The studio portraits serve as Goicolea´s initial source material to meditate on his lineage. Producing several generations of imagery from these portraits, he metaphorically builds generations of meaning. Beginning with his drawings and paintings of the appropriated studio photographs in negative opposite, Goicolea moves beyond traditional boundaries of photography and notions of authorship. His apparitional images transcribed solely by sight are reminiscent of early Daguerreotype portraits and analog photographic processes.

Goicolea then creates photographs of these negative drawings, re-enlivening his ancestors by dually reversing them from negative to positive, left to right. Nailing these photographs on telephone poles and trees amidst his family´s adopted environs in the U.S., Goicolea evokes ideas of cultural dislocation. These environmental portraits take form as wanted ads or missing posters as well as introduce the idea of martyrdom.

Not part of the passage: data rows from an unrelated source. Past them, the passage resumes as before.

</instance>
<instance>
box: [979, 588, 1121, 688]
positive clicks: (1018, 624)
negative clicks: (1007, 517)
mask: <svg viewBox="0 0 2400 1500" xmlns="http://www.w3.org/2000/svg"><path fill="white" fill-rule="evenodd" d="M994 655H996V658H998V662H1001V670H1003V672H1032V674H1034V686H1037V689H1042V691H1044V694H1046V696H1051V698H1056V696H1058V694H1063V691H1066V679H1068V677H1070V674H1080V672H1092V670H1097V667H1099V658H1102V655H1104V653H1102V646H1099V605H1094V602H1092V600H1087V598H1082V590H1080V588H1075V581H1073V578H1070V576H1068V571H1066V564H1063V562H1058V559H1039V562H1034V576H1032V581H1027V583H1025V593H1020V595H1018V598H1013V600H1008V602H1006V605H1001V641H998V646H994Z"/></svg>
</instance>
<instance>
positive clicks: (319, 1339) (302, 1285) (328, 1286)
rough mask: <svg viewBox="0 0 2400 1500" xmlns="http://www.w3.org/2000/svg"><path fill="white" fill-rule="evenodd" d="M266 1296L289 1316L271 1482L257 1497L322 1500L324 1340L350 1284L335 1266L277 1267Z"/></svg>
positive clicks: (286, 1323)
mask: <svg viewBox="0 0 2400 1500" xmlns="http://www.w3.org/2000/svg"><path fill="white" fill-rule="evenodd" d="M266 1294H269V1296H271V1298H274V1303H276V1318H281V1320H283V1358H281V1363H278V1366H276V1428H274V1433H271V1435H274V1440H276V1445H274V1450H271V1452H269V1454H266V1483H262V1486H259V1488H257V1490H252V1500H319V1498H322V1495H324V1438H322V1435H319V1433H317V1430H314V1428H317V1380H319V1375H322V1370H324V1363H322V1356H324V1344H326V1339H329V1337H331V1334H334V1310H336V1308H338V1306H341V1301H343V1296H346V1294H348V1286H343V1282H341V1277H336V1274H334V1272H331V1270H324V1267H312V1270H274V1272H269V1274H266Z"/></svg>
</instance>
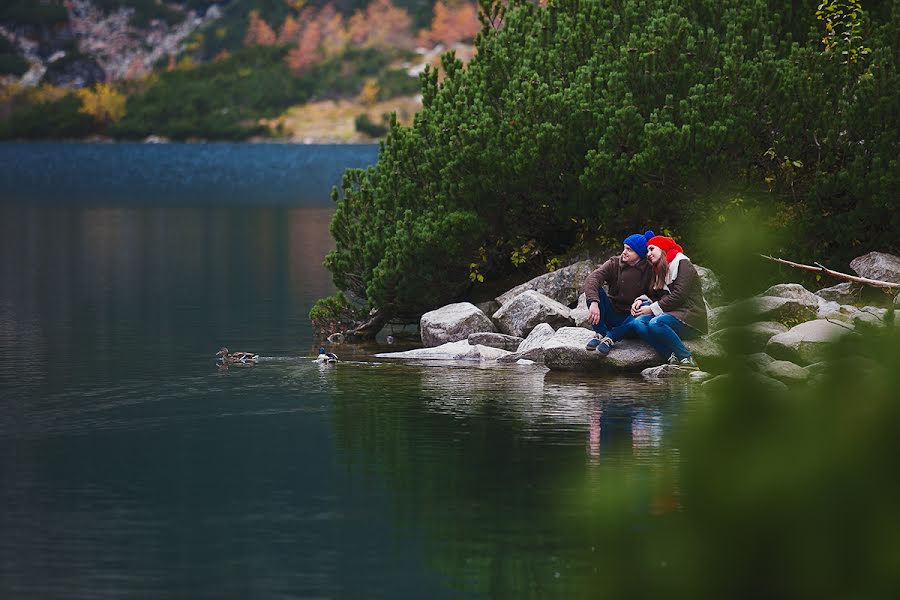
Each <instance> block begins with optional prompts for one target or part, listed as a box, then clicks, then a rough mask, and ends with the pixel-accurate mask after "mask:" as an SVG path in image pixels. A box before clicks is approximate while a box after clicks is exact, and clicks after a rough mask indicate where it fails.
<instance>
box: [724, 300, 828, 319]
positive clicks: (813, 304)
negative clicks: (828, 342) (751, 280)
mask: <svg viewBox="0 0 900 600" xmlns="http://www.w3.org/2000/svg"><path fill="white" fill-rule="evenodd" d="M809 296H811V298H810V297H800V298H782V297H779V296H755V297H753V298H748V299H746V300H742V301H740V302H737V303H735V304H731V305H729V306H728V307H727V309H726V310H725V311H724V312H722V313H720V314H718V315H717V323H718V325H719V326H720V327H721V326H732V325H746V324H749V323H758V322H760V321H775V322H778V323H783V324H785V325H792V324H796V323H802V322H804V321H810V320H812V319H815V318H816V317H817V316H818V312H819V300H820V299H819V297H818V296H815V295H814V294H809Z"/></svg>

In 2008, Anthony Goicolea was the first of his relatives to visit Cuba following their 1961 departure. Navigating his ancestral homeland using rough maps drawn by his family, Goicolea renders Cuban landmarks in various stages of decay to suggest architecture of the past or metaphysical constructions.

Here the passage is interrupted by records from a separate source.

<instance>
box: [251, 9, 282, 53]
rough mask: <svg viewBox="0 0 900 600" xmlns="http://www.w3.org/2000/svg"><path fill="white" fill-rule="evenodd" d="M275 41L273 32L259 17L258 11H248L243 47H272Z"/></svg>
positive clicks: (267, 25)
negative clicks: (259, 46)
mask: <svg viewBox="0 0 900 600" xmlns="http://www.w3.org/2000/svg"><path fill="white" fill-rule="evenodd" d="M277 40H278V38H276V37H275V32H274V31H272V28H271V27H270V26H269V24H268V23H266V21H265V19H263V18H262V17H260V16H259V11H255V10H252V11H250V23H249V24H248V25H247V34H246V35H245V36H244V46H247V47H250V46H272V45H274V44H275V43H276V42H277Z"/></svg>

Related is Goicolea´s real and imagined vision of his personal history. Complex and nostalgic, it invites us to unearth a series of metaphors, ancestral references, and constructed mythologies embedded within each layer of the media about a Cuban-American experience.

This exhibition is curated by Madeline Yale, HCP´s Adjunct Curator and former Executive Director/Curator from 2006-9. The exhibition is generously supported by Southern Union, Co. and the Eleanor and Frank Freed Foundation.


ABOUT THE ARTIST:
Anthony Goicolea (b. 1971) is a first generation Cuban-American artist living in Brooklyn, NY who works in photography, video, sculpture and drawing. He became internationally known for his complex, staged tableaux of pre-pubescent boys, which featured multiples of the artist himself. Following his self-portrait work, the artist created constructed landscapes, which led to the series Sheltered and Almost Safe, the latter of which was featured in HCP´s spot magazine in 2007. Goicolea´s work has been in numerous solo and group exhibitions at institutions including the Guggenheim (New York, NY — forthcoming in March, 2010), Brooklyn Museum of Art (Brooklyn, NY), Mass MoCA (North Adams, MA), The Groninger Museum (The Netherlands), the Centre for Contemporary Photography (Melbourne, Australia) The Museum of Contemporary Photography (Chicago, IL), and the Indianapolis Museum of Contemporary Art. In 2005, he received the BMW-Paris Photo Award for Photography. Goicolea´s third monograph, Fictions, debuted by Twin Palms/Twelve Trees Press in 2009. He is represented by Postmasters Gallery (New York, NY), Haunch of Venison (London, UK) and Aurel Scheibler, (Berlin, DE).